Compliance. For financial institutions regulated by Bank Negara Malaysia, ensure that APIM diagnostic logs are retained for at least seven years. Configure Azure Monitor Log Analytics workspace with appropriate retention policies and enable audit logging on all policy changes.
Cost optimisation. The routing policy described in Section 2 alone can reduce LLM costs by 40-60% for workloads with a mix of simple and complex queries. Monitor the x-routed-model header to verify that classification rules are working as intended, and adjust the prompt-length threshold based on observed latency and quality metrics.
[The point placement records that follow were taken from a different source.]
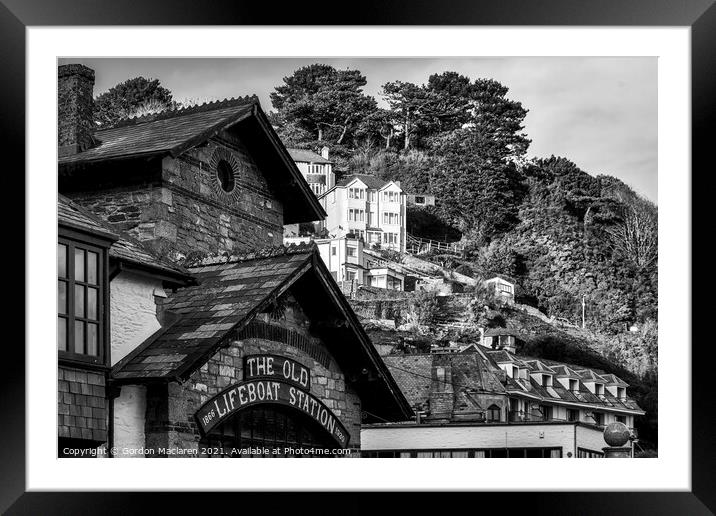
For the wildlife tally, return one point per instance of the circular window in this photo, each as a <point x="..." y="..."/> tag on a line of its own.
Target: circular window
<point x="225" y="175"/>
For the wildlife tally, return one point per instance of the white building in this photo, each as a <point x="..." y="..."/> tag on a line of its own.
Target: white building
<point x="503" y="288"/>
<point x="491" y="403"/>
<point x="369" y="207"/>
<point x="316" y="168"/>
<point x="346" y="261"/>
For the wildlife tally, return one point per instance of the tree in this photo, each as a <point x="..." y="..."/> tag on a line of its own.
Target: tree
<point x="421" y="111"/>
<point x="479" y="190"/>
<point x="636" y="236"/>
<point x="326" y="102"/>
<point x="483" y="104"/>
<point x="132" y="97"/>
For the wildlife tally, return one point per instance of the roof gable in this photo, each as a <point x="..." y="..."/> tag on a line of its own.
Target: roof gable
<point x="231" y="293"/>
<point x="124" y="248"/>
<point x="173" y="132"/>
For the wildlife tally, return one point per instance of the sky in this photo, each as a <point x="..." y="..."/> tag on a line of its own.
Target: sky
<point x="599" y="112"/>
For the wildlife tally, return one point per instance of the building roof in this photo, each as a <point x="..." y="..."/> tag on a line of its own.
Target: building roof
<point x="124" y="248"/>
<point x="175" y="131"/>
<point x="613" y="379"/>
<point x="564" y="371"/>
<point x="232" y="291"/>
<point x="72" y="215"/>
<point x="307" y="156"/>
<point x="470" y="374"/>
<point x="372" y="182"/>
<point x="537" y="366"/>
<point x="492" y="332"/>
<point x="589" y="375"/>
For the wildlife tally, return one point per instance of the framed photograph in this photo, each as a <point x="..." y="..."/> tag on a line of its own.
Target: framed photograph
<point x="440" y="235"/>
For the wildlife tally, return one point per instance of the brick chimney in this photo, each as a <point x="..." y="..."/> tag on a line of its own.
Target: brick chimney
<point x="74" y="109"/>
<point x="441" y="389"/>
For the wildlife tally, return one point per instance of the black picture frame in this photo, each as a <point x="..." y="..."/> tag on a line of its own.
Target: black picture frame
<point x="700" y="15"/>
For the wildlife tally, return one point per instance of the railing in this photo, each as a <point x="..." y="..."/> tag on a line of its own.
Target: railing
<point x="417" y="245"/>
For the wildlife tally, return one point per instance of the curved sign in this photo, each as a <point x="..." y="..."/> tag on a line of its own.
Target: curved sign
<point x="253" y="392"/>
<point x="277" y="367"/>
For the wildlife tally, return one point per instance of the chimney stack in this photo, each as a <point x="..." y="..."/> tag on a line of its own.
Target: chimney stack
<point x="74" y="109"/>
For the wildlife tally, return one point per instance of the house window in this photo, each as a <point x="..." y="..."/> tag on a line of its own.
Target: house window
<point x="225" y="176"/>
<point x="493" y="414"/>
<point x="546" y="412"/>
<point x="80" y="300"/>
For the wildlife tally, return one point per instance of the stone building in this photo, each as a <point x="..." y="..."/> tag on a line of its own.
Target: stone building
<point x="185" y="327"/>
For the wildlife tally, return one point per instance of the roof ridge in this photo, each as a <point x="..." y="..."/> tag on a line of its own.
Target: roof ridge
<point x="181" y="111"/>
<point x="258" y="254"/>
Testing. Before deploying token-based throttling to production, validate the estimation function against actual usage. A mismatch between estimated and actual tokens can lead to premature 429s or quota overruns. The outbound header x-total-tokens-actual enables this validation during a shadow-testing phase.
Conclusion
Azure API Management is not just a reverse proxy for REST APIs — it is a fully capable AI gateway that addresses the specific governance, cost-control, and observability challenges posed by LLM endpoints. For Malaysian enterprises navigating the intersection of cloud adoption (MyDigital), data sovereignty (PDPA), and AI enablement, APIM provides a familiar control surface backed by enterprise-grade SLAs.
The four policy patterns presented here — token-based throttling, content-aware routing, structured observability, and chargeback tracking — form a foundation that can be incrementally adopted. Start with throttling to prevent cost overruns, add routing to optimise model utilisation, layer observability for visibility, and finally implement chargeback for financial accountability.
Cloud Catalyst has deployed this architecture for multiple clients in Malaysia's financial services and public sectors. The consistent feedback is that APIM's policy engine, while originally designed for southbound REST traffic, maps surprisingly well to the northbound challenges of LLM governance. With the patterns above, your enterprise can move from uncontrolled LLM experimentation to a governed, observable, and cost-managed AI platform — without introducing yet another gateway into your stack.
Law Wen Feng is Principal Solution Architect at Cloud Catalyst, where he leads Azure platform engineering for enterprise clients across Malaysia and Southeast Asia. He specialises in API management, cloud security architecture, and AI infrastructure design.